Future of Pakistan
After a great struggle Muslims of the sub-continent succeeded to get a homeland where they could lead their lives according to their religion. On 14th august, 1947, Pakistan came into being. Unto now Pakistan has made much progress in different fields. Although Pakistan has been in troubles from the very first day yet it has made much progress. Now Pakistan is the 6th atomic power in the world. Exploring current images of Pakistan’s futures is the task for this essay. Based on a literature review of Pakistani magazines, newspapers and journals as well as conversations with Pakistani scholars and interviews with members of the general public, we develop and evaluate five images or scenarios of the future.
This essay concludes with suggestions for designing alternative futures for Pakistan. Before we articulate these images of the future, let us first examine the “futures approach” to the study of social reality. A futures view focuses primarily on temporality. Where are we going? What are the possibilities ahead? What strategies can we use to realize our goals?

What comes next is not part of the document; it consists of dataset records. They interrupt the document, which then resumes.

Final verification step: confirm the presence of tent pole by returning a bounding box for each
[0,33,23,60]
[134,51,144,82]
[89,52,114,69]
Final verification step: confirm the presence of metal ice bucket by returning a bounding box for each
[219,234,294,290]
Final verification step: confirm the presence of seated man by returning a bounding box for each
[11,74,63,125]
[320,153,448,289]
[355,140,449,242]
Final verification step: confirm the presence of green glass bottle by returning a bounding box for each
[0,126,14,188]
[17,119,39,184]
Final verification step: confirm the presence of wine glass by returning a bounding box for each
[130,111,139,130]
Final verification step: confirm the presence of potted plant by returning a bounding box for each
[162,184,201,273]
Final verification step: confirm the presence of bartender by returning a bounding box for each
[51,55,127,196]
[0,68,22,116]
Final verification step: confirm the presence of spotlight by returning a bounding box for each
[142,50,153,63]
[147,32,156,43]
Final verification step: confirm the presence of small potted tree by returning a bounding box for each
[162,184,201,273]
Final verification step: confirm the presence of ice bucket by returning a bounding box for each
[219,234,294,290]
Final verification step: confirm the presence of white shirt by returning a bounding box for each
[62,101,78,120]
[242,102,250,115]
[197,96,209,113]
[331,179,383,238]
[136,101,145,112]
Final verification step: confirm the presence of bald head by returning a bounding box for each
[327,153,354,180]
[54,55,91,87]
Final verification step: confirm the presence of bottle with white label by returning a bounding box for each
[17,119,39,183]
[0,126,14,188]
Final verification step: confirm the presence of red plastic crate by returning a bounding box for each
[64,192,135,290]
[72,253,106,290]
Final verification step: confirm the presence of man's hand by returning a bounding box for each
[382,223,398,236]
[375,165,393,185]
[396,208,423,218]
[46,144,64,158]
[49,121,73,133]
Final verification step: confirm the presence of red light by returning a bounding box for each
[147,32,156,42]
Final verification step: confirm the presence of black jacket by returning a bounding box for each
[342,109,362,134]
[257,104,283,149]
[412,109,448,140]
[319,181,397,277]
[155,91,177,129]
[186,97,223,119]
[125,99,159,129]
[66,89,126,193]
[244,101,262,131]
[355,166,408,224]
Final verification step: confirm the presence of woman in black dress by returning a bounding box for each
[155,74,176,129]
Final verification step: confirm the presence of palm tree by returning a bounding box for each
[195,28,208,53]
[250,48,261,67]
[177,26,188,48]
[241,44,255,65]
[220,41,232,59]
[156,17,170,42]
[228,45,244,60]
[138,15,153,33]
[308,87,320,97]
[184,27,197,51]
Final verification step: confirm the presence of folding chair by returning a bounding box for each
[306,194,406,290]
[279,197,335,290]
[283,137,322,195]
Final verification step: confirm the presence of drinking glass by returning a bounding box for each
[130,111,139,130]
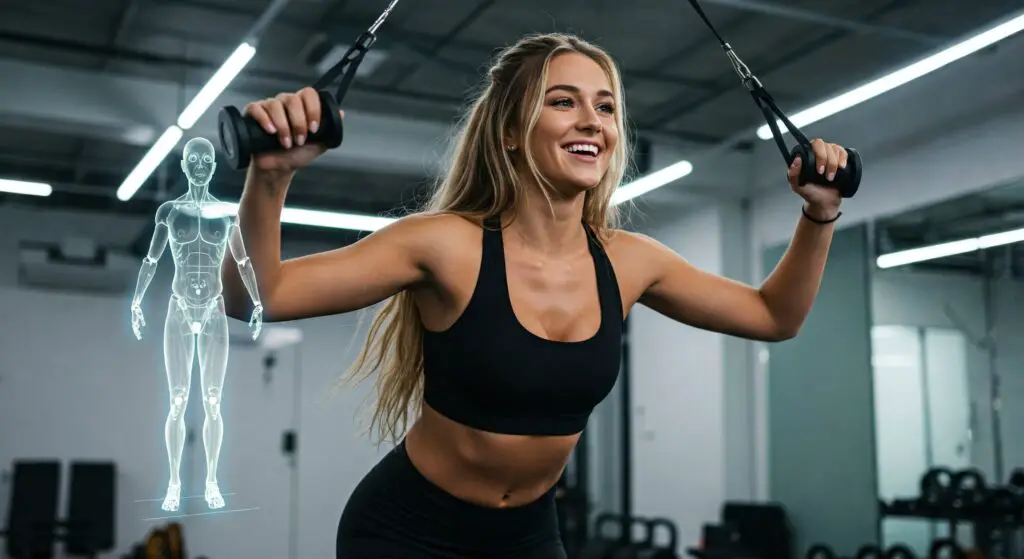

How can the image of the future help us better understand and change today? Who are the losers and winners in any particular articulation of time? The futures perspective is initially similar to traditional political analysis in that it begins with an exploration of economic, international and social events and the choices made by actors that make these events possible.
However, the futures view also attempts to place events and choices within an historical dimension; that is, the larger and deeper structures that make these discrete events intelligible, such as core-periphery, urban-rural, gender, caste, and macro patterns of social change. Also important in the futures view is the post-structural dimension; the larger meaning system or the epistemological ground plan of the real as embedded in language that constitutes events and structures. Unfortunately, most efforts to understand the future remain in the predictive mode. It is often asked, what and when will a particular event occur and how can we profit or increase our power from a specific prediction?
Economists and strategic analysts claim to excellent this task. Our efforts here sensitive to the richness of reality and the need to decolonize the study of the future from narrow models of reality is to explore images or scenarios of the future. Our task is not to predict and thereby make this essay political fodder for technocrats but to use the future to create real possibilities for change.
We thus do not intend to give a familiar reading of Pakistan’s future, as might be available in a five year plan, rather we enter into a discussion of alternative futures, of the many choices ahead as contoured by the structure of history and the modern boundaries of knowledge that frame our identity. In the images or scenarios that follow it should be remembered that these images are meant as tools for discussion and dialog; they are intended to clarify the futures ahead not to reify social reality. Our goal is insight not prediction. As an initial caveat, an important failing of this essay is that the textual sources and conversations were entirely in English one might get different images with local Pakistani languages.